The LITTLE ZUK THAT COULD
Paying homage to a club icon
Every club has one… no not the obnoxiously loud member that just won’t shut their mouth… but an iconic 4WD that always seems to lead the way.
The Too Far Off-Road club was once completely made up of Suzukis, mostly Samurais with the odd Sidekick thrown in for good measure. When I joined this Vancouver-based collection of small-4WD wheelers back in 2007, there were still quite a few somewhat unmolested Samurais running around - one in particular had just been given a complete overhaul. Despite having quite a few battle scars already pressed into the body, the yellow Samurai of Ingo Bludau was the cleanest dedicated off-roader as one could find.
Fast forward ten years and the little yellow Sami looks nothing like it once did. It has been over on its roof on multiple occasions and fallen on its side more times than the village drunk.

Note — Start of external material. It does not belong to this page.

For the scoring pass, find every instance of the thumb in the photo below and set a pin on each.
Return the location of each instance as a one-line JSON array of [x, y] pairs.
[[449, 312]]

The result is a body that is slowly trying to turn itself into a sphere, as a straight bodyline is nowhere to be seen. The drivetrain has to be constantly drained of mud, the engine somehow keeps starting after constant viscous abuse and the metal fatigue has rendered the steel into a doughy substance that we can only assume is being held together by some kind of witchcraft.
It was supposed to be retired years ago, dubbed a vehicle that only the builder could know how to drive, it has a maintenance-to-operation ratio reaching that of a Sea King helicopter – for every hour on the trail, it requires 30-hours in the shop to keep it alive.
Despite all this, the mighty yellow Zuk in all its decomposing glory, did what no one thought was possible. It saved several Land Rover Range Rovers stuck deep in the BC wilderness.
It was the Land Rover Range Rover that was the first vehicle to cross the Darien Gap, albeit, with an army of expedition members literally carrying it from North to South America. However, the rainforests of the BC coast did its own number on a couple of Rangies during the North West Challenge, an off-road event held between BC, Washington and Oregon Land Rover clubs, each taking turns hosting the event every third year. 2016 would be BC’s turn, and the locals surprised the Yanks with a trail that caught them offguard. The result saw a couple Rangies stuck high in the mountains with a couple broken driveshafts, broken winches and other miscellaneous issues that would make a return to a tarmac road all but impossible.
Enter the yellow Zuk. Being used as a marshal vehicle high up the mountain, the Zuk would provide winching assistance to the Land Rovers over the courses’ hardest terrain – if so needed. With the two Range Rovers making a gallant effort to make it to the top of the mountain, the loss of winching and 4WD abilities called the Zuk to action.
Piloting his machine with the skill you can only get through years of intimate experience with a single vehicle, Bludau and his tired little yellow Zuk not only got one Range Rover off the mountain through extremely difficult terrain, but got the second half way down as well. To watch the little Zuk tug and pull the giant Range Rovers in and out of every position was not just comical to watch (like watching a mouse pull an elephant out of the mud), but knowing the history of the Sami, made it just downright magic. Running winch lines to pull the Rovers over obstacles, towing them through washouts and over ledges, the work of the Zuk nearly outshone the Northwest Challenge itself.
With an epic day of wheeling and recovery, we had to pay homage to this wheeling wonder, the Zuk that just won’t die and keeps rolling when all around it fall. It might be battered, bruised, smoking and nearly unrecognizable as a Samurai anymore, but this vehicle belongs in a Hall of Fame with a medal.
With the aid of many club members, the little yellow Zuk tugged two large Range Rovers out of extremely challenging terrain.
Somewhere deep in the rainforest, a Land Rover is in need of a helping hand.